The Defense Department is looking to stand up a nonprofit organization to measure the strength of its contractors’ cybersecurity practices.

The group would be responsible for running the vendor accreditation process under the Pentagon’s new Cybersecurity Maturity Model Certification, or CMMC. The framework, which was released in draft form last month, will serve as a yardstick for determining if contractors are taking sufficient steps to protect the sensitive military data that resides on their networks.

The certification process is intended to push the Pentagon’s extensive network of vendors to strengthen their digital defenses, or at least adopt protections that are appropriate for the sensitivity of their work. The program comes adversaries like China increasingly target defense contractors to steal military secrets.

“Preventing loss of [controlled unclassified information] within the defense industrial base is critical to maintaining national security,” Pentagon officials said in a request for information published last week. They estimate there are roughly 300,000 vendors in need of certifications, most of which are small- and medium-size businesses.

The CMMC Accreditation Body would operate the certification program and oversee the independent assessment groups, or C3PAOs, that will issue credentials to contractors, according to the RFI. Pentagon officials haven’t yet finalized the structure of the organization, and in the solicitation, they asked for outside feedback on its “long-term implementation, functioning, sustainment and growth.”

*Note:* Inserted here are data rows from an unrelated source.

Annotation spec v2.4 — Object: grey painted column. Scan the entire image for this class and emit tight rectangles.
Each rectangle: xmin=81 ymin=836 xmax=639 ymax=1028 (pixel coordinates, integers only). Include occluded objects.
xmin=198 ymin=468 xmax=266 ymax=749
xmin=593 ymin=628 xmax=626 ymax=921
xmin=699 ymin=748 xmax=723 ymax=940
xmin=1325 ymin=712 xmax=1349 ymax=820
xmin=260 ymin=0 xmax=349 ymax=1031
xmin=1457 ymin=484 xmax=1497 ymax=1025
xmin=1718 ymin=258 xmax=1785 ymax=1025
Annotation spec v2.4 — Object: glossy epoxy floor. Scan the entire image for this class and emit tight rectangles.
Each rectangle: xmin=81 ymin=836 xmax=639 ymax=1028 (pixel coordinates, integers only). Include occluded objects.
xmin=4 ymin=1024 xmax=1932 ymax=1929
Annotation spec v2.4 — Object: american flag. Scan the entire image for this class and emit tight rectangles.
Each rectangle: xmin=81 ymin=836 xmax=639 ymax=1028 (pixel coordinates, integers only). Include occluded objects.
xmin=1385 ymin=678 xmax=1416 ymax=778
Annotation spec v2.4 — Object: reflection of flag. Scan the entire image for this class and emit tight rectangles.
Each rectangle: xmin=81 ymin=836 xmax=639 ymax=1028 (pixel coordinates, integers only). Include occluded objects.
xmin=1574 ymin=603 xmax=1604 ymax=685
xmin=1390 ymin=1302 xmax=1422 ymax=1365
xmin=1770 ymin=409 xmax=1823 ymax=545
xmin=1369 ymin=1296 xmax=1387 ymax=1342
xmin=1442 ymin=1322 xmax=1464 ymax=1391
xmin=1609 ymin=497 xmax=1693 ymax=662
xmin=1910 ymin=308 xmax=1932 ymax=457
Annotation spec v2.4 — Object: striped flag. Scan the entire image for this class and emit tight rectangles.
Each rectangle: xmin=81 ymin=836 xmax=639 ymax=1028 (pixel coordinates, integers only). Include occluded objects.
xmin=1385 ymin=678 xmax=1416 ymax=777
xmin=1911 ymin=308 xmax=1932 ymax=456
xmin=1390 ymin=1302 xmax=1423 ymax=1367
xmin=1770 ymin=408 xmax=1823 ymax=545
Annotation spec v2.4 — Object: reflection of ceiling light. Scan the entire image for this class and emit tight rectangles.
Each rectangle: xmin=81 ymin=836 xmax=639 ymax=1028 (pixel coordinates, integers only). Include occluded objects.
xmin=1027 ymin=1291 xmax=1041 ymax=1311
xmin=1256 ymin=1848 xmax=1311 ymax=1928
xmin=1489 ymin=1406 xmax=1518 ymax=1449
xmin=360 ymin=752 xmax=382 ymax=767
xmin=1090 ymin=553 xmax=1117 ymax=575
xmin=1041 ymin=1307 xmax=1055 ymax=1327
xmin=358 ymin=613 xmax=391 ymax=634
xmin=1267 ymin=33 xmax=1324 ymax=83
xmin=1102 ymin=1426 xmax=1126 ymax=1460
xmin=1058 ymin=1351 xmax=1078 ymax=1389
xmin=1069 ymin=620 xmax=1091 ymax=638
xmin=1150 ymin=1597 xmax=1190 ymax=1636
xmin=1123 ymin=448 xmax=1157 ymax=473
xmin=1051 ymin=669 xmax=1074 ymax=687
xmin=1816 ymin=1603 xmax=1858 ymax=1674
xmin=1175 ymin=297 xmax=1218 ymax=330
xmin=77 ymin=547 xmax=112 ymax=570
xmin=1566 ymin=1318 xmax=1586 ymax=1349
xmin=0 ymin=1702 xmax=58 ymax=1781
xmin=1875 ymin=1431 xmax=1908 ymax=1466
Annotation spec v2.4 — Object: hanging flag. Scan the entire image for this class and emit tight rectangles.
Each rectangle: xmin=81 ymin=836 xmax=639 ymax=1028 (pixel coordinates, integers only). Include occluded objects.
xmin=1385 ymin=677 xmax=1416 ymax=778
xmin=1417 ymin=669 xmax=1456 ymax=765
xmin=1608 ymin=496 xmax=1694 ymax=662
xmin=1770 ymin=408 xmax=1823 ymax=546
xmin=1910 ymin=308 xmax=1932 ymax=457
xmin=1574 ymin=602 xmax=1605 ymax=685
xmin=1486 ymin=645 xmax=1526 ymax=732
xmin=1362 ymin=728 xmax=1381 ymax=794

Responses are due Oct. 21.

Under the certification program, assessors will grade vendors on their practices and processes in 18 different cybersecurity-related domains, including access control, governance, incident response, risk assessment and employee training. Scores will range from one to five, with higher marks indicating stronger security.

Once the maturity levels are established, the department plans to work with third-party assessment organizations to “conduct audits and inform risk,” similar in structure to the civilian Federal Risk and Authorization Management Program, or FedRAMP, which uses third-party contractors to verify the cybersecurity of cloud products.

The framework is currently in its fourth draft, and Pentagon officials plan to release the final version in January.